For the people of Phil Campbell, April 27th, 2011 will be a day they will never forget. Twenty-seven precious lives were taken.
"It's something you don't train for, or you don't really expect," says Oliver.
Sheriff Oliver had just been sworn in before tragedy struck. "I took office on January the 20th, and then this happened April the 27th," he says.
Principal Riddle was Assistant Principal of Phil Campbell High School at the time. The school was established in 1911. One hundred years later and this school would be forever changed.
Phil Campbell High School was reduced to rubble, but still served its purpose after the storm. Cell towers were down and the campus along with the elementary school would serve as a central hub to account for survivors.
"We put up like lists of students at grade level. So people could come in to school and say, 'well I've seen this person'. 'I know they're not injured'. 'I know they're not hurt', and it kind of became the communications center because people were able to come in and say 'Well I know this person is okay'," says Riddle.
Riddle says the center was also a place for coping from the devastation. "So to know that we could use this place as a healing center for that tragic time; It was just good to know that people felt like they could come here and do that and felt welcome," he says.
The school year finished off at a local college and for the next three years students learned from 27 mobile units. They learned from churches at the beginning of the 2014-15 school year for several weeks before moving into their new home.
"We started schools at three different churches. The year it was supposed to be done we had to have - like the 10th, 11th, and 12th grade in this church, the 9th and 10th in this church, and the 7th and 8th in the other church down the road for several weeks," says Riddle.
Ten years later and leaders say the hurt still remains.
"Gosh that happen just yesterday. The sting is still strong you know, and the devastation is still there.
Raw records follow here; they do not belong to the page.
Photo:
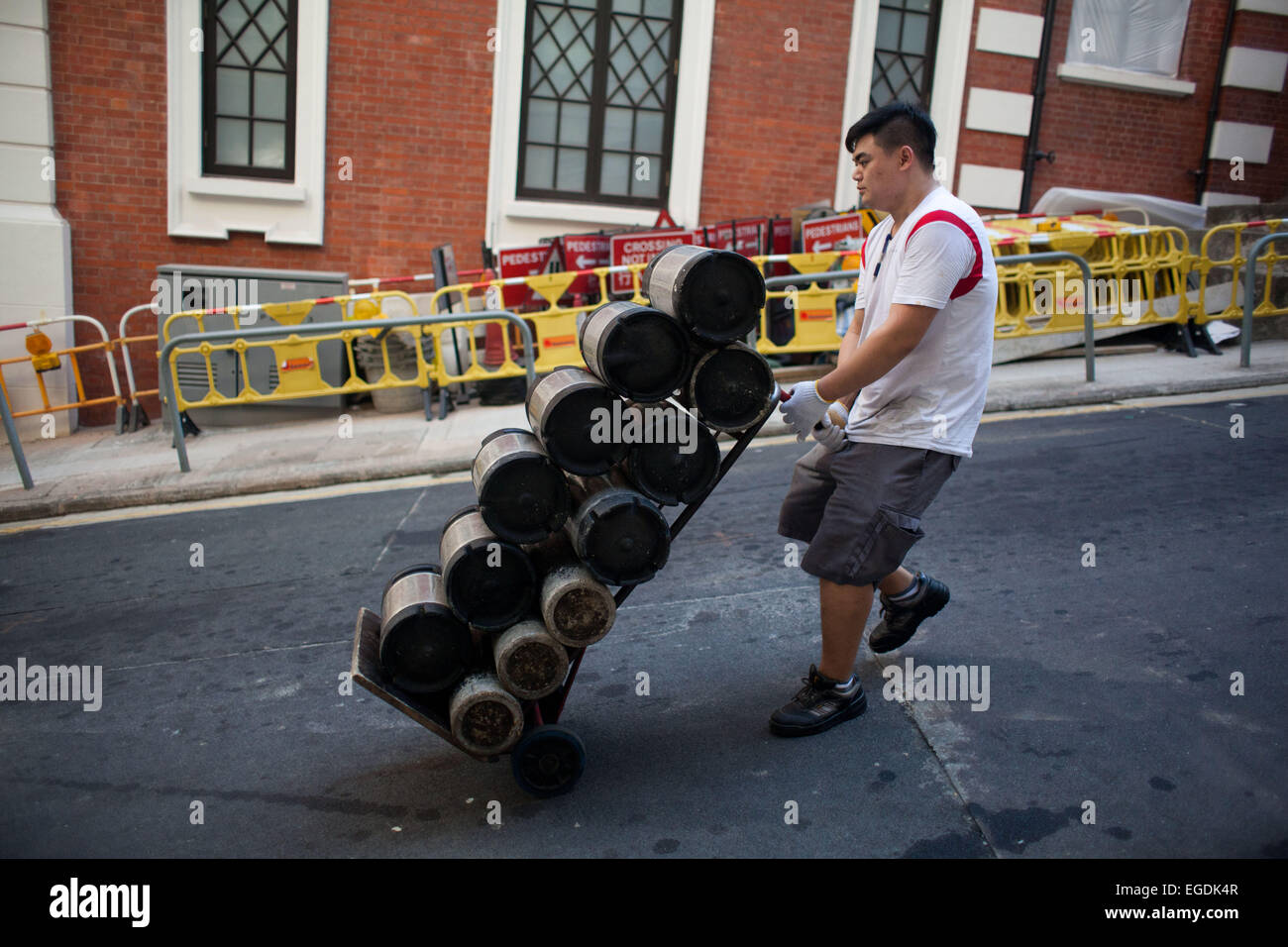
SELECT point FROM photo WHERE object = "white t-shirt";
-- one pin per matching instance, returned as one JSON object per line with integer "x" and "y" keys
{"x": 935, "y": 395}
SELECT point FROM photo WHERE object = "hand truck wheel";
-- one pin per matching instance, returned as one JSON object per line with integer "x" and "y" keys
{"x": 548, "y": 761}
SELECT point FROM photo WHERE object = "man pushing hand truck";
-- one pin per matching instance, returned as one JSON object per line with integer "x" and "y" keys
{"x": 906, "y": 398}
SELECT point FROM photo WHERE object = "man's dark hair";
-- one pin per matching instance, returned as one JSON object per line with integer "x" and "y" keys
{"x": 894, "y": 127}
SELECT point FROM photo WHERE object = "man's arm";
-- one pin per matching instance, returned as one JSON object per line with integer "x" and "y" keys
{"x": 849, "y": 346}
{"x": 888, "y": 346}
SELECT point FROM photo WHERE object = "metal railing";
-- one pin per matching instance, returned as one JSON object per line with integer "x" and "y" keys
{"x": 380, "y": 328}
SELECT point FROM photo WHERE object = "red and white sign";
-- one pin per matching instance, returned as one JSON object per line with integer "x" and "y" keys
{"x": 523, "y": 261}
{"x": 750, "y": 236}
{"x": 585, "y": 252}
{"x": 719, "y": 236}
{"x": 640, "y": 248}
{"x": 822, "y": 234}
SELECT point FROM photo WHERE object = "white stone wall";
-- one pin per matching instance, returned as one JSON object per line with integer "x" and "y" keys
{"x": 35, "y": 241}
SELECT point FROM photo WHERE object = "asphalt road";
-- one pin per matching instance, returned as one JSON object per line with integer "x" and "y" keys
{"x": 1108, "y": 684}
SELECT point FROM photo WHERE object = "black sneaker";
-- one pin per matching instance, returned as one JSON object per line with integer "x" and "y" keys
{"x": 818, "y": 706}
{"x": 900, "y": 620}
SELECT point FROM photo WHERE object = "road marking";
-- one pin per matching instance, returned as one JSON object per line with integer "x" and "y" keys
{"x": 228, "y": 502}
{"x": 398, "y": 528}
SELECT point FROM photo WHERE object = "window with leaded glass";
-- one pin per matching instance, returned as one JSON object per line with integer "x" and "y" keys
{"x": 249, "y": 88}
{"x": 597, "y": 114}
{"x": 905, "y": 62}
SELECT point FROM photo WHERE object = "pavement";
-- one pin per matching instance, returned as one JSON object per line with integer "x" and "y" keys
{"x": 95, "y": 470}
{"x": 1134, "y": 699}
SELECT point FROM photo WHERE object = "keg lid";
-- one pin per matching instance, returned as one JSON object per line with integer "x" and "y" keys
{"x": 645, "y": 355}
{"x": 523, "y": 497}
{"x": 489, "y": 595}
{"x": 623, "y": 539}
{"x": 666, "y": 474}
{"x": 568, "y": 428}
{"x": 426, "y": 650}
{"x": 722, "y": 295}
{"x": 733, "y": 386}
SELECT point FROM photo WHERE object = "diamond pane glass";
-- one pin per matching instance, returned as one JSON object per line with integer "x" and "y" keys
{"x": 270, "y": 18}
{"x": 233, "y": 16}
{"x": 232, "y": 91}
{"x": 575, "y": 124}
{"x": 542, "y": 115}
{"x": 270, "y": 95}
{"x": 232, "y": 141}
{"x": 648, "y": 132}
{"x": 914, "y": 34}
{"x": 269, "y": 145}
{"x": 617, "y": 128}
{"x": 253, "y": 44}
{"x": 572, "y": 169}
{"x": 888, "y": 29}
{"x": 540, "y": 167}
{"x": 614, "y": 174}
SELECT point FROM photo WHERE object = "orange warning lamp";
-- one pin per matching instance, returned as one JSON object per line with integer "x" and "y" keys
{"x": 40, "y": 348}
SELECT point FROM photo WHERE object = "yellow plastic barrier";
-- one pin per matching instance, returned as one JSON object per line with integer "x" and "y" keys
{"x": 1233, "y": 235}
{"x": 554, "y": 329}
{"x": 299, "y": 368}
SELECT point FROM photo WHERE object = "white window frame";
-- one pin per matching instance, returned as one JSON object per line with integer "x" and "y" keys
{"x": 201, "y": 206}
{"x": 514, "y": 221}
{"x": 952, "y": 51}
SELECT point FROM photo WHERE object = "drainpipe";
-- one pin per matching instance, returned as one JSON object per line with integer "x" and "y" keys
{"x": 1030, "y": 146}
{"x": 1201, "y": 174}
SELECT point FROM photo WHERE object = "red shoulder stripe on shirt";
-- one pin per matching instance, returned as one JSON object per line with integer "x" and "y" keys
{"x": 977, "y": 273}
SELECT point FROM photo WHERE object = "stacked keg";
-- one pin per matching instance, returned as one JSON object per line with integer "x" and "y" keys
{"x": 576, "y": 504}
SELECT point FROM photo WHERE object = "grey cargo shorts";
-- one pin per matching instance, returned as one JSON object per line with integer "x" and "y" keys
{"x": 859, "y": 509}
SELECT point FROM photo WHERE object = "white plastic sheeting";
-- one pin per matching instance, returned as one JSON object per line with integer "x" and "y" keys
{"x": 1158, "y": 210}
{"x": 1133, "y": 35}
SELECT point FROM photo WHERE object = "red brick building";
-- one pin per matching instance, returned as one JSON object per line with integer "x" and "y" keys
{"x": 356, "y": 134}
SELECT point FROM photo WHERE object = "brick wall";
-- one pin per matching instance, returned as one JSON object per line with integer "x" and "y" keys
{"x": 408, "y": 99}
{"x": 1120, "y": 140}
{"x": 774, "y": 118}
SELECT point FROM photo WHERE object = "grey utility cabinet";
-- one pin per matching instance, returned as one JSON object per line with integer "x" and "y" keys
{"x": 204, "y": 287}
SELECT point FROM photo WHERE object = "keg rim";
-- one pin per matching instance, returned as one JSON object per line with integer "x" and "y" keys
{"x": 500, "y": 432}
{"x": 433, "y": 569}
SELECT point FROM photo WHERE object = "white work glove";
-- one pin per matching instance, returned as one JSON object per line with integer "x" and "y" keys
{"x": 831, "y": 431}
{"x": 804, "y": 408}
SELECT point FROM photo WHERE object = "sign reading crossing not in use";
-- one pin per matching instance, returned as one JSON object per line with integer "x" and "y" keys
{"x": 640, "y": 248}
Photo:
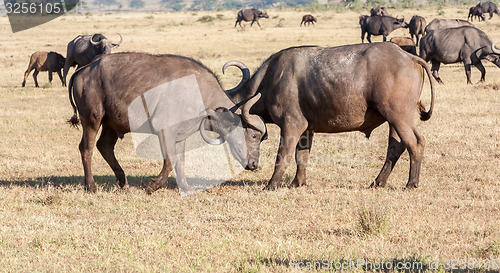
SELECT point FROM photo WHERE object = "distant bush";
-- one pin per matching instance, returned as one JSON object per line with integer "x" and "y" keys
{"x": 205, "y": 19}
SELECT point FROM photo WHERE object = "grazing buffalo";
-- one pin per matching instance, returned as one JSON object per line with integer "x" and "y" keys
{"x": 379, "y": 11}
{"x": 307, "y": 90}
{"x": 445, "y": 23}
{"x": 44, "y": 61}
{"x": 464, "y": 44}
{"x": 477, "y": 12}
{"x": 406, "y": 44}
{"x": 417, "y": 27}
{"x": 104, "y": 91}
{"x": 489, "y": 7}
{"x": 380, "y": 25}
{"x": 308, "y": 19}
{"x": 250, "y": 15}
{"x": 84, "y": 48}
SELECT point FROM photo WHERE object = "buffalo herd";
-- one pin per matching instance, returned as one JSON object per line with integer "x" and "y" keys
{"x": 303, "y": 90}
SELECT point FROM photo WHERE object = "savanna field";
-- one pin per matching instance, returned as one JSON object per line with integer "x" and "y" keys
{"x": 49, "y": 223}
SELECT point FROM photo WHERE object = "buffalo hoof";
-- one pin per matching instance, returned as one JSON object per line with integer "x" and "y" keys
{"x": 271, "y": 187}
{"x": 295, "y": 184}
{"x": 91, "y": 188}
{"x": 156, "y": 184}
{"x": 411, "y": 186}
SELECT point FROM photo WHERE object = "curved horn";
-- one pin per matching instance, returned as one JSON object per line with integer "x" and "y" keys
{"x": 253, "y": 120}
{"x": 203, "y": 132}
{"x": 244, "y": 71}
{"x": 121, "y": 40}
{"x": 92, "y": 40}
{"x": 495, "y": 49}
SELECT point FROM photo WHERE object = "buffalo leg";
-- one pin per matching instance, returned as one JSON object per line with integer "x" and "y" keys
{"x": 168, "y": 163}
{"x": 35, "y": 74}
{"x": 180, "y": 168}
{"x": 86, "y": 150}
{"x": 60, "y": 76}
{"x": 302, "y": 157}
{"x": 415, "y": 144}
{"x": 394, "y": 151}
{"x": 435, "y": 70}
{"x": 289, "y": 138}
{"x": 468, "y": 72}
{"x": 26, "y": 74}
{"x": 480, "y": 67}
{"x": 106, "y": 146}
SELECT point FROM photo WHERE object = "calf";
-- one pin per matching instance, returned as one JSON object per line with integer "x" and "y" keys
{"x": 308, "y": 19}
{"x": 44, "y": 61}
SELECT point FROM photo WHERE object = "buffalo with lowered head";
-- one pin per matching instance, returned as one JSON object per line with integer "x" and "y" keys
{"x": 252, "y": 15}
{"x": 309, "y": 89}
{"x": 379, "y": 25}
{"x": 379, "y": 11}
{"x": 468, "y": 45}
{"x": 437, "y": 23}
{"x": 417, "y": 27}
{"x": 102, "y": 93}
{"x": 476, "y": 12}
{"x": 85, "y": 48}
{"x": 44, "y": 61}
{"x": 308, "y": 19}
{"x": 489, "y": 7}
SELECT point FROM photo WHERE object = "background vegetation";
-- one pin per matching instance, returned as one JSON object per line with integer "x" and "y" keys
{"x": 48, "y": 222}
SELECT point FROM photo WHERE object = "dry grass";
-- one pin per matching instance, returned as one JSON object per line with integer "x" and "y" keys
{"x": 48, "y": 223}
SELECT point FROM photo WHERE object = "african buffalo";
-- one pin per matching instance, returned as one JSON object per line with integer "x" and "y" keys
{"x": 250, "y": 15}
{"x": 417, "y": 26}
{"x": 105, "y": 91}
{"x": 84, "y": 48}
{"x": 445, "y": 23}
{"x": 379, "y": 11}
{"x": 380, "y": 25}
{"x": 406, "y": 44}
{"x": 44, "y": 61}
{"x": 308, "y": 19}
{"x": 307, "y": 90}
{"x": 463, "y": 44}
{"x": 489, "y": 7}
{"x": 477, "y": 12}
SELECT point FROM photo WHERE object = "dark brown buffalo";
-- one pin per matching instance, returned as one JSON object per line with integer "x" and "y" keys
{"x": 308, "y": 19}
{"x": 379, "y": 11}
{"x": 468, "y": 45}
{"x": 250, "y": 15}
{"x": 380, "y": 25}
{"x": 445, "y": 23}
{"x": 417, "y": 27}
{"x": 85, "y": 48}
{"x": 44, "y": 61}
{"x": 476, "y": 12}
{"x": 308, "y": 90}
{"x": 407, "y": 44}
{"x": 489, "y": 7}
{"x": 104, "y": 90}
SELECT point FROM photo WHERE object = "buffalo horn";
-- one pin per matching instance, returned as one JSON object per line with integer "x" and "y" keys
{"x": 253, "y": 120}
{"x": 92, "y": 40}
{"x": 204, "y": 134}
{"x": 244, "y": 71}
{"x": 121, "y": 40}
{"x": 494, "y": 48}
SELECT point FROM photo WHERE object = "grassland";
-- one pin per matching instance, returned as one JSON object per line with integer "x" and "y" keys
{"x": 49, "y": 223}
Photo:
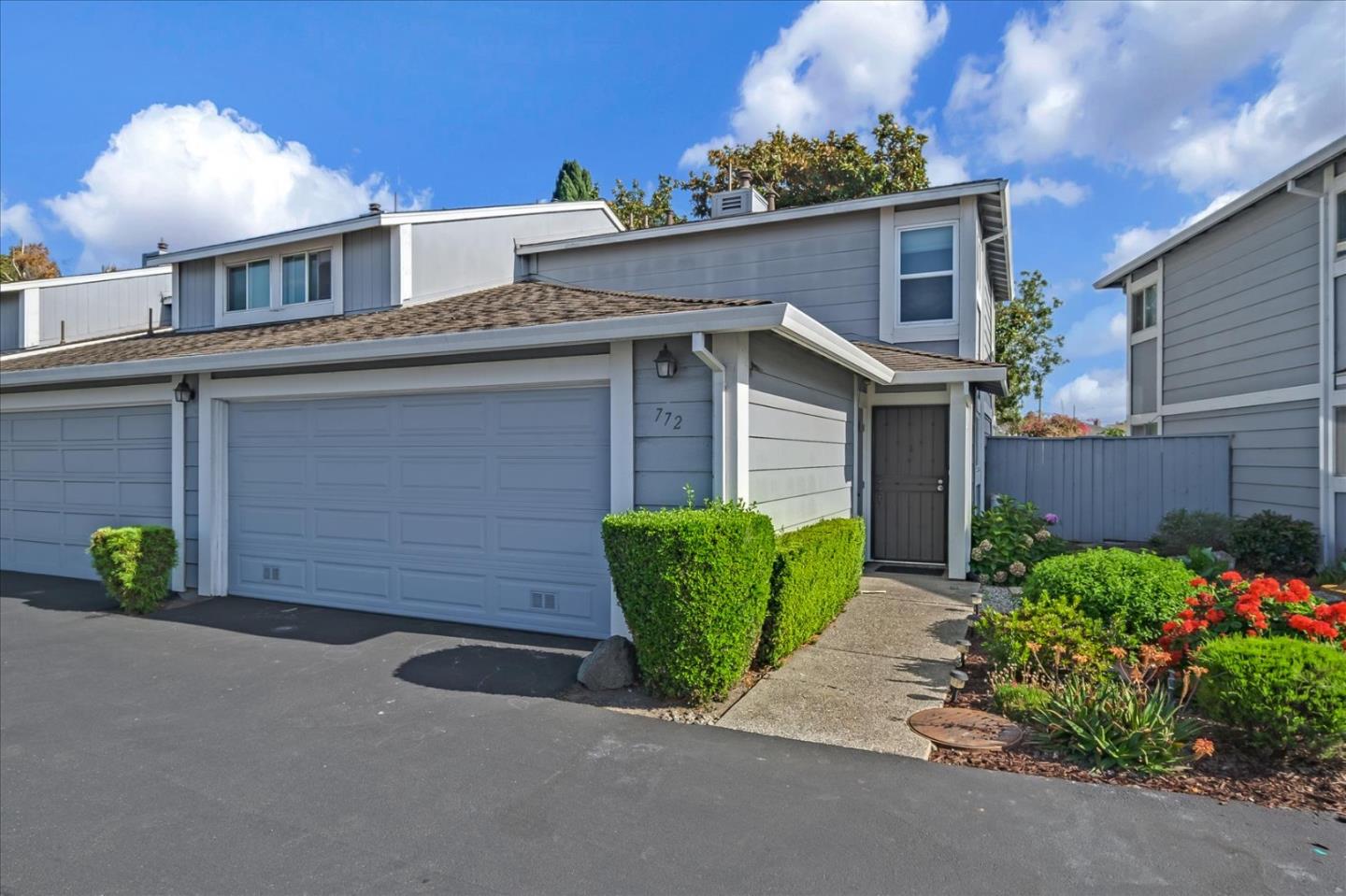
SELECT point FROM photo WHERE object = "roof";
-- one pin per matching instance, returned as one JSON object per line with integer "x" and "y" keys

We're still trying to rebuild, and recuperate," says Phil Campbell Elementary School Speech Language Pathologist, Michelle Marbutt.
However, there are many lessons learned. They've learned how to better prepare. "With our school now, we have actually a tornado shelter built in the school," says Riddle.
Riddle says the shelter can hold up to a thousand people, just around the number of those living in this town. Oliver prays nothing like this ever happens again, but they're also prepared.
"We do some training. We've had some training, based on the recovery and search efforts during something like this," says Oliver.
Phil Campbell also remembers the lives lost. There's a memorial at the elementary school honoring two students and a teacher who died; Ethan Knox, Edgar Mojica, and Patricia Gentry.
Another memorial is at Phil Campbell Memorial Park remembering all who died in the county.
"Every time you see it, it's just a reminder of those people made a difference in our lives, and in our communities and to our friends and families as well," says Marbutt.
"It's a sad day, but we don't want it to be a sad day. We want to try to make it as positive as we can," says Phil Campbell City Councilman, Eddie Marbutt.